I had made the day trip up to Davis at the urging of my friend Juliet. Juliet—who, unlike me, was the kind of person you might expect to jump from an airplane—was a college friend with whom I was staying while on vacation in San Francisco. She had suggested the skydive as a way for me to kill some time while she was at work. "Oh, and do the one-minute free fall," she had said just before I booked the appointment. "Don't do the 30-second one—it's way too short."

So there I was, in the midst of the longest 60 seconds of my life. When I had seen videos of people skydiving, it had always looked like they were happily floating and flying through the air. I don't think I even imagined there being much speed involved, but if I did, I probably thought it was similar to racing downhill on a bicycle, the wind rushing against your face. However, the actual sensation I had in the midst of the free fall was not one of floating or flying at all. It was more like the sensation you might have if you were an anvil that had just been dropped from a skyscraper—a rapid descent, at a ferocious velocity, of something never meant to be in the air in the first place. The wind didn't so much rush against my face as temporarily reshape it.

It was all I could do to simply arch my body and trust that the instructor on my back was still alive up there. Bits and pieces of thoughts made their way through my disoriented brain: "Not bird...human I am heavy...stomach hurt...parachute pray."

And then, suddenly, it all changed. The instructor was alive. The parachute was open. And spread out below me—four thousand feet below me—was a beautiful patchwork of farmland. The wind that had been shrieking at me just a few seconds before was gently whooshing in my ears now. The feeling of heaviness was gone. And now, yes indeed now, I was floating. Now I was a bird. I'm not sure how many seconds it took to get to the ground from that point, but those were among the happiest moments of my life—a flying dream in which I was fully awake, fully alive.

The story I told myself after the fact was that I went skydiving not to kill the time but to kill my fear. And I did kill it, for a time. It was not long after this episode that I worked up the courage to flirt with Amy, even though I knew she was way out of my league. Shortly after this, I decided to leave the security of my first job after college and try out the life of a freelance editor and writer. While I wouldn't say I was free of anxiety, I did move through the world fairly undaunted. At least for a while.
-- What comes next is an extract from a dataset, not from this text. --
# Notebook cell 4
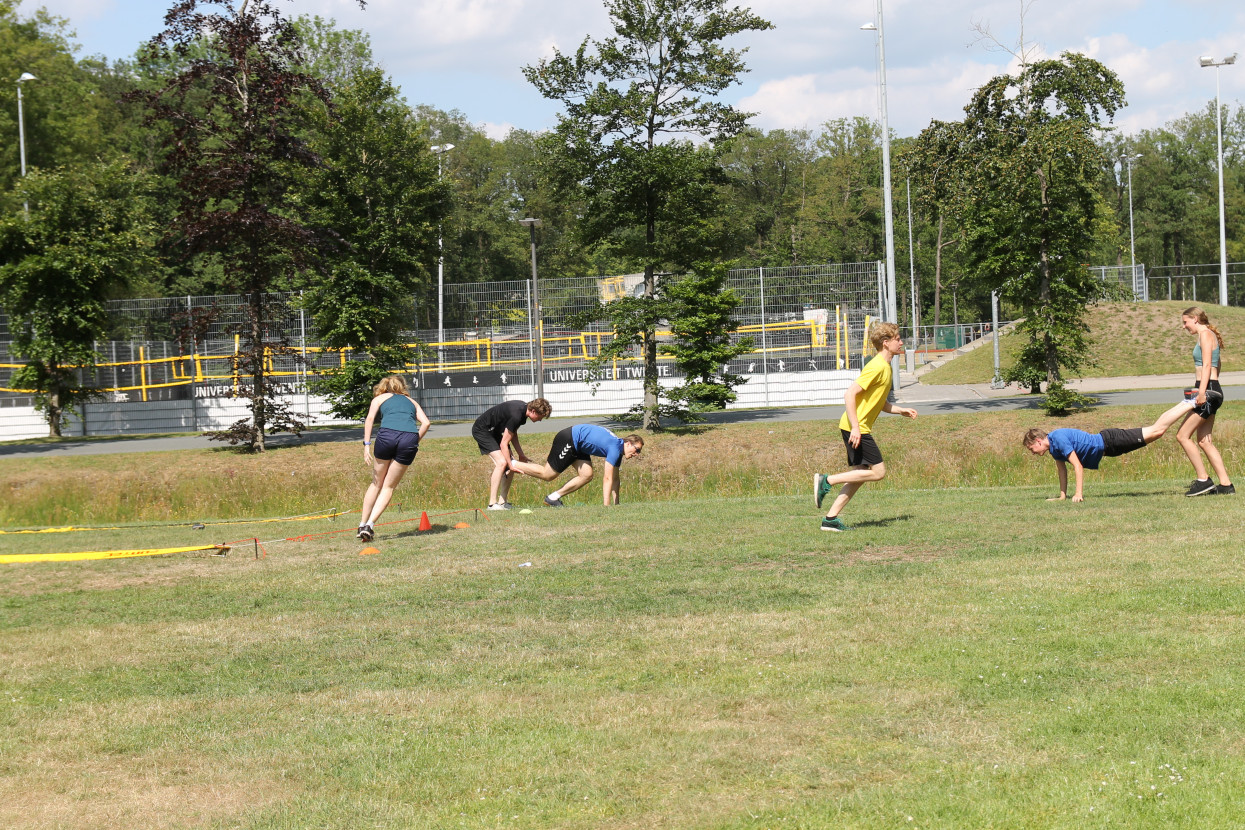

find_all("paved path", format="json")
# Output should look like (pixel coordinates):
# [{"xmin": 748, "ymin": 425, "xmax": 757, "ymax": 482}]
[{"xmin": 4, "ymin": 371, "xmax": 1240, "ymax": 458}]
Fear, of course, is resilient. Even when vanquished, it lies in wait—like Voldemort when he was bodiless in Romania. Eventually, fear came back and settled into me. And while I've fought it ever since, I haven't quite managed to shake it off fully in quite some time.

My fear was in full force toward the end of last week, when after about 9 blissful days away from my job, I started to panic about my future—about whether I would go back to what I know or forge ahead into some new, uncharted path. (Honestly, I think the only thing more terrifying than jumping out of an airplane is having to work on one's LinkedIn profile.) 

This morning I met my friend Arianna for coffee, and among the many wise things she said to me was this: "The best antidote to fear is curiosity." And she's right. I know that I need to keep bringing myself to the thresholds that scare me and diving off of them to see what's below—even if it means having to sustain the disorientation of another free fall or two.

I have to remind myself that there is a parachute, even if I don't know what color it is. I have to tell myself that it will open—that I actually know how to open it myself now. I have to believe that when it does open, I will indeed remember how to fly.